Recent Construction Law Decision Holds That Contract Payment Terms Control Over New Jersey’s Prompt Payment Act
In JJD Electric, LLC v. SunPower Corporation, Systems, et al., the District Court of New Jersey dismissed multiple counts of plaintiff JJD Electric’s amended complaint, holding that the terms of the plaintiff’s subcontract control over its ancillary theories of liability. However, the court allowed the plaintiff’s fraudulent misrepresentation and unjust enrichment claims to proceed insofar as they challenged the very validity of the subcontract, as the Magistrate Judge held previously in granting the plaintiff leave to file the amended complaint.
Defendant SunPower subcontracted JJD Electric to provide electrical contracting services in connection with the installation of power equipment at various project locations.
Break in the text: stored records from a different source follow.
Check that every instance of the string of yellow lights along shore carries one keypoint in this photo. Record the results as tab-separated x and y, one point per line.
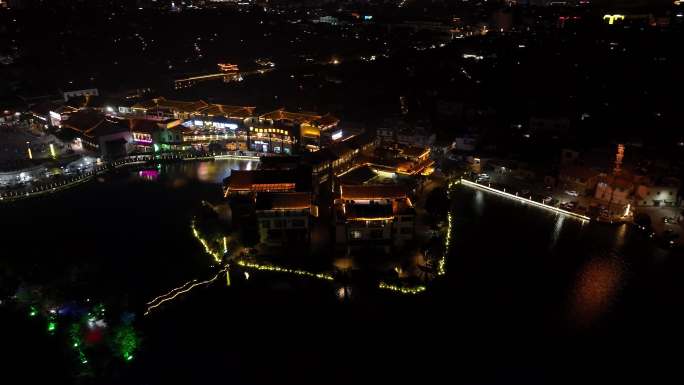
207	249
402	289
172	291
441	264
256	266
150	308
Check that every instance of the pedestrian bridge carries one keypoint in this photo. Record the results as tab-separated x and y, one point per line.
504	194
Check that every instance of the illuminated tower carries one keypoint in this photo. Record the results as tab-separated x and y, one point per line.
618	159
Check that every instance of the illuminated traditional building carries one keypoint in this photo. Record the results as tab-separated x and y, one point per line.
283	217
256	181
374	213
311	129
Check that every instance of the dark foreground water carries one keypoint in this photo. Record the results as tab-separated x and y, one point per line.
529	296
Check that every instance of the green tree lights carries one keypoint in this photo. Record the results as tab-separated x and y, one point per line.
126	341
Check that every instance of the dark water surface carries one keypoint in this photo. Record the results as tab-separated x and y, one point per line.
529	296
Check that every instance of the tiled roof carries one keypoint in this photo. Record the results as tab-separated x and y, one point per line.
229	111
83	121
384	191
413	151
245	179
143	125
326	120
283	200
299	117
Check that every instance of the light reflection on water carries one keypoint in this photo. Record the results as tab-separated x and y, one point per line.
479	202
595	289
206	171
558	226
620	236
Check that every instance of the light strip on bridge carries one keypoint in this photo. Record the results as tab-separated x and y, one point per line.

JJD Electric asserted claims against SunPower for breach of contract, fraudulent misrepresentation, and unjust enrichment, as well as a claim under New Jersey’s Prompt Payment Act (PPA), seeking approximately $2 million for the alleged unpaid balance of work performed and another approximately $4 million for alleged delay damages.
Importantly, as to the PPA claim, the court recognized the scarcity of case law addressing the elements of an action under subsection (b) of the PPA dealing with timing of payments between prime contractors and subcontractors. Based on the plain language of the PPA and guidance from other courts, the court adopted the following elements:
- The subcontractor has performed contractual work for the prime contractor.
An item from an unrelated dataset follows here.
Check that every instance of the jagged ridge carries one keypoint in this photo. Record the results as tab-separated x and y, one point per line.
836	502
- The contractual work has been approved by the owner, the owner’s agent, or the prime contractor.
- The prime contractor and subcontractor have not otherwise agreed to terms of payment in writing.
- The prime contractor has not paid the subcontractor within 10 calendar days of receipt of a proper invoice.
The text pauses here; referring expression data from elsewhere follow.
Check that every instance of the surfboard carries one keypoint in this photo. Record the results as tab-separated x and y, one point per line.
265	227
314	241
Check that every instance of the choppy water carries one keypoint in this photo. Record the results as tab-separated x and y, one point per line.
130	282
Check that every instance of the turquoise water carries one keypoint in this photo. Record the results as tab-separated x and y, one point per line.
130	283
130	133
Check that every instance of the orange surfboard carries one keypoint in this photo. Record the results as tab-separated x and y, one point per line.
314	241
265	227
In dismissing JJD Electric’s claim under the PPA, the court made clear that where, as here, a contract includes payment terms, those payment terms control. The PPA, in other words, serves as a backstop where a contract is silent on payment terms or contains terms consistent with the PPA. This decision thus adds to the scant case law interpreting the elements of a PPA claim.
The court also dismissed JJD Electric’s breach of contract claim for failure to make payment because JJD Electric did not provide unconditional lien waivers, which were a stated condition precedent to payment and were not impossible to provide, contrary to JJD Electric’s argument and as refuted by the complaint. Similarly, JJD Electric’s claim for delay damages failed because the subcontract explicitly barred recovery of consequential damages that, the court made clear, include damages resulting from interruption and delays of performance.
JJD Electric’s claim for breach of the implied covenant of good faith and fair dealing was also dismissed, as the court found that while there is no universal test for establishing such a claim, typically there must be a showing of bad faith with a malicious motive to deny the plaintiff some benefit of the bargain originally intended by the parties. Further, bad faith cannot be inferred from pre-contract acts. Simply claiming that certain conduct is in bad faith, therefore, will not be sufficient to survive a motion to dismiss where there is no connection between the alleged conduct and the supposed bad faith.
Finally, in sustaining JJD Electric’s claims for fraudulent inducement and unjust enrichment, the court explained that a viable claim for fraudulent inducement permits a plaintiff to maintain an unjust enrichment claim in the alternative to a breach of contract claim, since the validity of the contract is in dispute.
In sum, this opinion is important in the area of construction law because it provides guidance on claims frequently raised and litigated. Namely, the decision made clear that as between the provisions of the PPA dealing with timing of payments and contrary terms in the governing contract, the governing contract controls; upheld the condition precedent payment terms in the contract; found that consequential damages include delay damages; and succinctly established the elements of a claim for breach of the implied covenant of good faith and fair dealing. It also sanctioned the frequent practice of pleading unjust enrichment in the alternative to a breach of contract claim where a claim for fraudulent inducement is sufficiently pled.